We estimate the unknown \(P\) with the empirical tally matrix, where \(\widehat{P}(x,x')\) is computed by counting transitions from \(x\) to \(x'\) and dividing by the number of visits to \(x\) (modulo some mild smoothing). Tighter upper and lower bounds on the sample complexity were later obtained (see Wolfer and Kontorovich (2021)) \[\begin{equation*} \begin{split} c \left( \frac{d}{\pi_{\star} \varepsilon^2} + \frac{d \log d}{{\gamma_\star}} \right) \leq m_0(\varepsilon, \delta) \leq C \left( \frac{d + \log 1/(\varepsilon \delta)}{\pi_{\star} \varepsilon^2} + \frac{\log 1/(\pi_\star \delta)}{\pi_{\star} {\gamma_\star}} \right) \quad \\ \end{split} \end{equation*}\] where \(c, C > 0\) are universal constants, \(\pi_\star = \min_{x \in \mathcal{X}} \pi(x)\) with \(\pi\) the stationary distribution of \(P\), and \(\gamma_\star\) is the absolute spectral gap –the difference between the two largest eigenvalues of \(P\) in magnitude– that largely controls the mixing time of the (reversible) Markov chain. The bounds are independent of the starting state, but require a priori knowledge of bounds on \(\pi_\star\) and \(\gamma_\star\) to be informative. Notably, procedures exist to efficiently estimate \(\pi_\star\) and \(\gamma_\star\) from the data Hsu et al. (2019) and Wolfer (2022).
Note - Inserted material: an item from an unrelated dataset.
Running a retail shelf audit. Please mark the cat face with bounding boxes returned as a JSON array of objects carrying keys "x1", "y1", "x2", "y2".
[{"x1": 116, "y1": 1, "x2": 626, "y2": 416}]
We witness a stark difference between the iid and Markovian settings: a phase transition appears in the sample complexity. Roughly speaking and taking \(\varepsilon\) as a constant, when the mixing time of the chain is larger than the number of states, the second term becomes the dominant one, i.e. the difficulty of estimation is chiefly controlled by how well we can navigate among the states. When the chain mixes more quickly, moving from state to state is not bottleneck, and the harder task is the estimation of the respective conditional distributions. An additional caveat is that the chain will generally not visit all states equally in the long run. As a result, the sample complexity necessarily depends on the proportion \(\pi_\star\) of the trajectory spent in the least visited state. The astute reader may notice that when the mixing time is small and the stationary distribution is uniform (\(P\) is doubly stochastic), we recover up to logarithmic factors the previously intuited complexity of \(d^2/\varepsilon^2\).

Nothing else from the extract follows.